Compliance Management, Incident Response, Privacy, TDR

PCI council clarifies impending application rule

The PCI Security Standards Council has clarified two key provisions of the Payment Card Industry Data Security Standard (PCI DSS).

The clarifications cover PCI DSS requirement 11.3, which addresses penetration testing, and requirement 6.6, which addresses application code review and application firewalls.

According to the council, the industry organization that manages the PCI DSS, the information supplements are intended to guide merchants and service providers in their efforts to reach PCI DSS compliance.

Merchants and service providers should not focus too heavily on requirement 11.3, Alan Shimel, chief strategy officer at network security vendor StillSecure, told

"It provides guidance for penetration testing -- guidelines for what is scanned, frequency and the like," he said, "and is more targeted to vendors of penetration scanning products."

However, requirement 6.6, is a different story.
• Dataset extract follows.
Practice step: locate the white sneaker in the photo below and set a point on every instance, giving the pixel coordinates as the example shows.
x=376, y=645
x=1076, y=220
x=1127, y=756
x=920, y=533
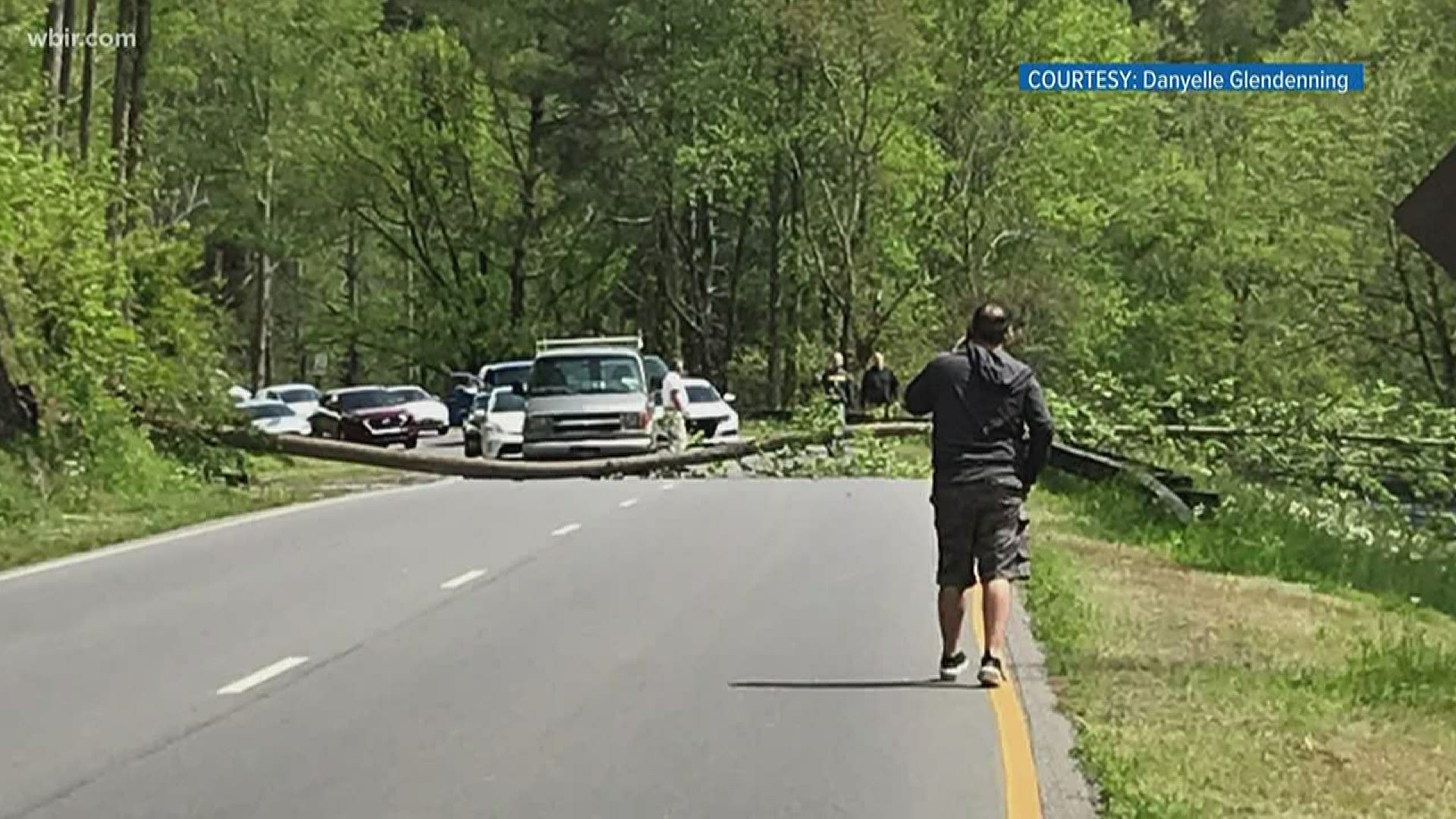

“It's where the meat is," he said. "This brings into focus web application security."

Requirement 6.6, which takes effect June 30, gives merchants and service providers two options to ensure that input to web applications from untrusted environments is fully vetted, according to the PCI Security Standards Council. Although the requirements mandate the use of either an in-depth application code review or a web application firewall, the standard recommends deploying both techniques, Shimel said.

Organizations electing to undergo an application review have four choices. They can perform a manual review of application source code or conduct manual web application security vulnerability assessment. In addition, they can use automated source code scanning tools, or they can deploy automated web application security vulnerability assessment tools.

The second option of the new requirement obilges organizations to deploy a web application firewall between the web server and end-point devices. This is in addition to requiring standard network firewalls typically placed on an enterprise network's perimeter.

“[Organizations] should do a more fine-grained job of matching their security technologies to the amount of information they know about their applications," Jack Danahy, founder and chief technology officer of Ounce Labs, a code scanning provider, told "They should base their security needs according to the different types of applications they have and where the applications live within the network, and you need to test each application differently."

Meanwhile, Shimel said the rules are good news for vendors of web application firewalls.

"It's a lot easier to drop a web application firewall in front of a web server than to get code inspected,” he said. “What the scan finds is the issue. If it finds flawed code, and you have to recode stuff, and that can take time and money."